The key, I suppose, besides doing so sparingly, would be to identify and invite the talent without making demands of it. We need to be careful not to turn the gift into an obligation or a burden. Often, we teachers, coaches, and parents want the talent expressed because it will make us look good or make our lives easier. We’re not thinking about the learner’s natural development. We start to apply pressure, expectation, and hopes. And that’s what twists the praise into hesitancy, self-doubt, and resentment. If we stay clean in our observation, not dragging in our own agendas, the praise can activate rather than derail potential.
I also acknowledge that I have questions about my questions. Maybe my last paragraph lets the talented off too easily. Maybe we do actually have an obligation to apply the gifts we’re given to the betterment of the world. I had (and even still have) an unusual gift for mathematical calculation. My ability to process numbers and patterns quickly helped me ace standardized tests, earn national awards, and rack up GPA-lifting grades in high school and college. It also helps me do my taxes and determine tips for waiters with comfortable ease. Have I rebuffed a Creator’s wishes by choosing a field and intellectual passions that let that gift lie dormant? Do I somehow insult those who don’t have the same ability? What a waste, we often hear.
Even if others urge me to expand that particular talent, I might find peace with letting it go. But what about the ‘gifts’ of societal privilege? I was born white, male, able-bodied, and part of an educated family that had access to resources. Such privilege doesn’t make me a better person, but it does give me some advantages. Am I on the hook for making best use of that leg up? Is the obligation from privilege different from one based on talent? Why so? How so? Where does ‘fairness’ to others come in?

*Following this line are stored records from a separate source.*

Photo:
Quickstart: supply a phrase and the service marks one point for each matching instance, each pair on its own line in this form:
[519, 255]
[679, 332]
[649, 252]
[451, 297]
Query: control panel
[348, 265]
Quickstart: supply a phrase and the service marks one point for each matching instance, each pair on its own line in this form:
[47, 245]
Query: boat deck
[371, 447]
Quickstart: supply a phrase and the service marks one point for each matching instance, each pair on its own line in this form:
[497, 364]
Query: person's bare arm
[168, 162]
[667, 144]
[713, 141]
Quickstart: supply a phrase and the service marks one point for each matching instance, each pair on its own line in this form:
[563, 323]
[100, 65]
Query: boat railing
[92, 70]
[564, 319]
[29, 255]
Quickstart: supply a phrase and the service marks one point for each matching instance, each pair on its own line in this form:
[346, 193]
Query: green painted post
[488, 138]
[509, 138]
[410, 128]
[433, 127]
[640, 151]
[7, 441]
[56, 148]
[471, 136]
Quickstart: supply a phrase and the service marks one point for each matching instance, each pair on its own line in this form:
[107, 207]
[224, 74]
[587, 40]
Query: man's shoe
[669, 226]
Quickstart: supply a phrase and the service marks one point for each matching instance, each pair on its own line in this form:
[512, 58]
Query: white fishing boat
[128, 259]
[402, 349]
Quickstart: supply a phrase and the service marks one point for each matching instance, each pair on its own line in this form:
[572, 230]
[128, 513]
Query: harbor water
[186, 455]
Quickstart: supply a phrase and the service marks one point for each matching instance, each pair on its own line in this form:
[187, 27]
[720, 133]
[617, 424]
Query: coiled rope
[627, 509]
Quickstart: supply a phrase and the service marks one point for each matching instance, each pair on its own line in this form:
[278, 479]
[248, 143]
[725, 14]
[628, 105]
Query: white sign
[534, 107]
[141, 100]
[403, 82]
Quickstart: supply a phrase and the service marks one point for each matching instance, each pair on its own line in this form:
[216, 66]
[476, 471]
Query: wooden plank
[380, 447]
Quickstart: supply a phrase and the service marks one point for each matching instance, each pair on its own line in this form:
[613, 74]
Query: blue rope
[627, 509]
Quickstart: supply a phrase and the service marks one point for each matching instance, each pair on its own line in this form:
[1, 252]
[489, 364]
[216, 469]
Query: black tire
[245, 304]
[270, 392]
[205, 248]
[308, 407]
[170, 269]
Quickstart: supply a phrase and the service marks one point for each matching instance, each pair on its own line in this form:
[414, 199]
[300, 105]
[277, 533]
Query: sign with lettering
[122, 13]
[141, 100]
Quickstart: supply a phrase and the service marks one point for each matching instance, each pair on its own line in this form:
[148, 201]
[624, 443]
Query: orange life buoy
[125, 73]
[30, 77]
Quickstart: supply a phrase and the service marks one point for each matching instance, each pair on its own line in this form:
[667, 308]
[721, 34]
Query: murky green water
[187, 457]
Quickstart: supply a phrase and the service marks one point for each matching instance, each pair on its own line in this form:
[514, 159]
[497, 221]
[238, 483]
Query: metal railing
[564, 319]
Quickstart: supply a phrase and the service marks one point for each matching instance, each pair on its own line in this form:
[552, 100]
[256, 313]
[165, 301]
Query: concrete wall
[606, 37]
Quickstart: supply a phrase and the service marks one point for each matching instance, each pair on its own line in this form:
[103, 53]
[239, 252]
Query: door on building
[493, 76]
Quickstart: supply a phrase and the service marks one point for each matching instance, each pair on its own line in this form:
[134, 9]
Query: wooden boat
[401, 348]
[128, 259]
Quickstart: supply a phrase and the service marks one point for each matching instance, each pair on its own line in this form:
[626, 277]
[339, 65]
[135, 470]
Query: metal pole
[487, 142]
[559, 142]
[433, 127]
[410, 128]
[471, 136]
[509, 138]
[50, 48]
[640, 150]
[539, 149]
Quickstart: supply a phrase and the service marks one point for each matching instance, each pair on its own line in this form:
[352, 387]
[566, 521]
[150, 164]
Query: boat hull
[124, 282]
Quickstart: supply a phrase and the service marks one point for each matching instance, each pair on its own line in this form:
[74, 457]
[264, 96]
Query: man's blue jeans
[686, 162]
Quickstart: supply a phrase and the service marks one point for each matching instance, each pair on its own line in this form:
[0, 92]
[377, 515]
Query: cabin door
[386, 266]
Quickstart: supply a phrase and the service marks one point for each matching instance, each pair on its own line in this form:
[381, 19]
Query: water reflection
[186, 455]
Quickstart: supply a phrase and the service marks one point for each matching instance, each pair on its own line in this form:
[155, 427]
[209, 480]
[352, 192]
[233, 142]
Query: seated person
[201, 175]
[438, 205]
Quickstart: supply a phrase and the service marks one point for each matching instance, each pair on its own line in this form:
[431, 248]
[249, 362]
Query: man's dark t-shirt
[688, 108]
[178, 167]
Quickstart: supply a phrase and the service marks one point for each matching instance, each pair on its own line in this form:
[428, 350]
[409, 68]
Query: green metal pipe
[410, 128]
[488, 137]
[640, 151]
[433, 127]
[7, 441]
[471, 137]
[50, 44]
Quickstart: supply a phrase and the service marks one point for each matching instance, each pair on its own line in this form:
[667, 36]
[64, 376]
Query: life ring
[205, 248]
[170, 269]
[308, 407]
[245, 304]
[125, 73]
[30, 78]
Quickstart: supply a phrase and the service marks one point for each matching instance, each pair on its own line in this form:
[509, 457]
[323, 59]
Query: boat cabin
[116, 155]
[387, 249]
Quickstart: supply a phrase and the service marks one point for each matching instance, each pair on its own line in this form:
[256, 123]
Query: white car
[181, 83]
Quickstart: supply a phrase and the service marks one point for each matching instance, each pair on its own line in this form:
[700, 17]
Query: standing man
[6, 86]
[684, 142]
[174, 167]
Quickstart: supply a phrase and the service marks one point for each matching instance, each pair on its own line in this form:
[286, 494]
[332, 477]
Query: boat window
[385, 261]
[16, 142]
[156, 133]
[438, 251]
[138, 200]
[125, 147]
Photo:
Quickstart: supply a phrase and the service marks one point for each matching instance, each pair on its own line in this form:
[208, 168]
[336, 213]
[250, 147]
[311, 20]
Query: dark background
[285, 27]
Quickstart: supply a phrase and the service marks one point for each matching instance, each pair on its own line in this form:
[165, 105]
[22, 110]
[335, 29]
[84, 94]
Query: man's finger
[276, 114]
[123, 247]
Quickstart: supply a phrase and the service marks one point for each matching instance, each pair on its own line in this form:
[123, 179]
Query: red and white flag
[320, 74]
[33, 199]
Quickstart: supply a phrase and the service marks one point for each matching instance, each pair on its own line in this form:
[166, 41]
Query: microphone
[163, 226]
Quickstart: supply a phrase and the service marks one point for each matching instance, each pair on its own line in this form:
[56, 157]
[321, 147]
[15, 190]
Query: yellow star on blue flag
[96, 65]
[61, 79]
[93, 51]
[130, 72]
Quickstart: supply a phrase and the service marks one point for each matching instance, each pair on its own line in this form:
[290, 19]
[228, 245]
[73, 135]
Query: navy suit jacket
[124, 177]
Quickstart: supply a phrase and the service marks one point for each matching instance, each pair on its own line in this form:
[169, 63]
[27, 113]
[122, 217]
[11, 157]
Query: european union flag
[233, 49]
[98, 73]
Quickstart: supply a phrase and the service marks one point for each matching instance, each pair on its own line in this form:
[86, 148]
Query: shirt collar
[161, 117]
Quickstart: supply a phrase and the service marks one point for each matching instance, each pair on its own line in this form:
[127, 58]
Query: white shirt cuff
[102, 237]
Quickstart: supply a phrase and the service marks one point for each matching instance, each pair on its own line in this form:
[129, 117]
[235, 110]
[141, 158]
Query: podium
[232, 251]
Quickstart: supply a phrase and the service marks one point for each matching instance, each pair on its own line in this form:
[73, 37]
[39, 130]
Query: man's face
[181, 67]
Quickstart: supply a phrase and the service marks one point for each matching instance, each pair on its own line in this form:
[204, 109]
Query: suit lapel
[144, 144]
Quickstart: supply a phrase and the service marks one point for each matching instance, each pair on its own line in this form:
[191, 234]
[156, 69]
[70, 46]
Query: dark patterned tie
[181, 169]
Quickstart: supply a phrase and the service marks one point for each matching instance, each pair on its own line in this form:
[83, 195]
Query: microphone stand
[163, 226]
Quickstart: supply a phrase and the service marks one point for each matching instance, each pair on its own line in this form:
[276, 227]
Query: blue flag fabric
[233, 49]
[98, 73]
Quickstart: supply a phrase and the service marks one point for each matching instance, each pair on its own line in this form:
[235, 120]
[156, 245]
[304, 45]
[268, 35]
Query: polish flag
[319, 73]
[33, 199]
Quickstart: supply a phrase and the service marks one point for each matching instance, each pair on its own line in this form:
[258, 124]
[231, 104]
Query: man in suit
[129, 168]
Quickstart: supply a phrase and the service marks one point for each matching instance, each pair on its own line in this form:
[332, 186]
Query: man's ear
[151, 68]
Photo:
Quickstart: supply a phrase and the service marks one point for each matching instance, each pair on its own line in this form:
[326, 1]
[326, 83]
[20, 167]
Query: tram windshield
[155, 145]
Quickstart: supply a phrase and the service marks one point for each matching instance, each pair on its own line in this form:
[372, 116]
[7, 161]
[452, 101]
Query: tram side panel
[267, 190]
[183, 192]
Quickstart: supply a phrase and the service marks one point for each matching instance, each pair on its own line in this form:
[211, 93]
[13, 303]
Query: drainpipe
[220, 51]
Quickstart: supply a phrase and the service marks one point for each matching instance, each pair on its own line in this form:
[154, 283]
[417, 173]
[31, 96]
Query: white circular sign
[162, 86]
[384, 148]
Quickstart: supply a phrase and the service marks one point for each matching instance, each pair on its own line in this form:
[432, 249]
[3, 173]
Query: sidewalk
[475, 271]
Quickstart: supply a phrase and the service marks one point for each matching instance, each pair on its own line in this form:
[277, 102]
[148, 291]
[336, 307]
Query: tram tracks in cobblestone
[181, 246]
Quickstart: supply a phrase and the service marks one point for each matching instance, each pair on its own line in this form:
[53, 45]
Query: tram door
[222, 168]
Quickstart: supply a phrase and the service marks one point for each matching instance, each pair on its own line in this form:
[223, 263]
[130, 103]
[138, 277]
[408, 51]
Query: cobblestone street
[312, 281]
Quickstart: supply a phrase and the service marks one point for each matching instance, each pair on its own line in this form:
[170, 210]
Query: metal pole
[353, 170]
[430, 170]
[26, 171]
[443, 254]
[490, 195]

At minimum, I say, I need to name the privilege. I’d also argue that we should do the same for talents, whether acknowledging our own or celebrating others’. We can say “I see your aptitude” without implying “You’re more valuable because you have your aptitude”—though, admittedly, many will hear it that way. I might help identify special abilities, but I’ll give particular honor to the effort that my students put into bettering those abilities. We can also encourage them to ask and answer these questions for themselves. That’s where the real learning happens. That’s where potential blossoms into fruition.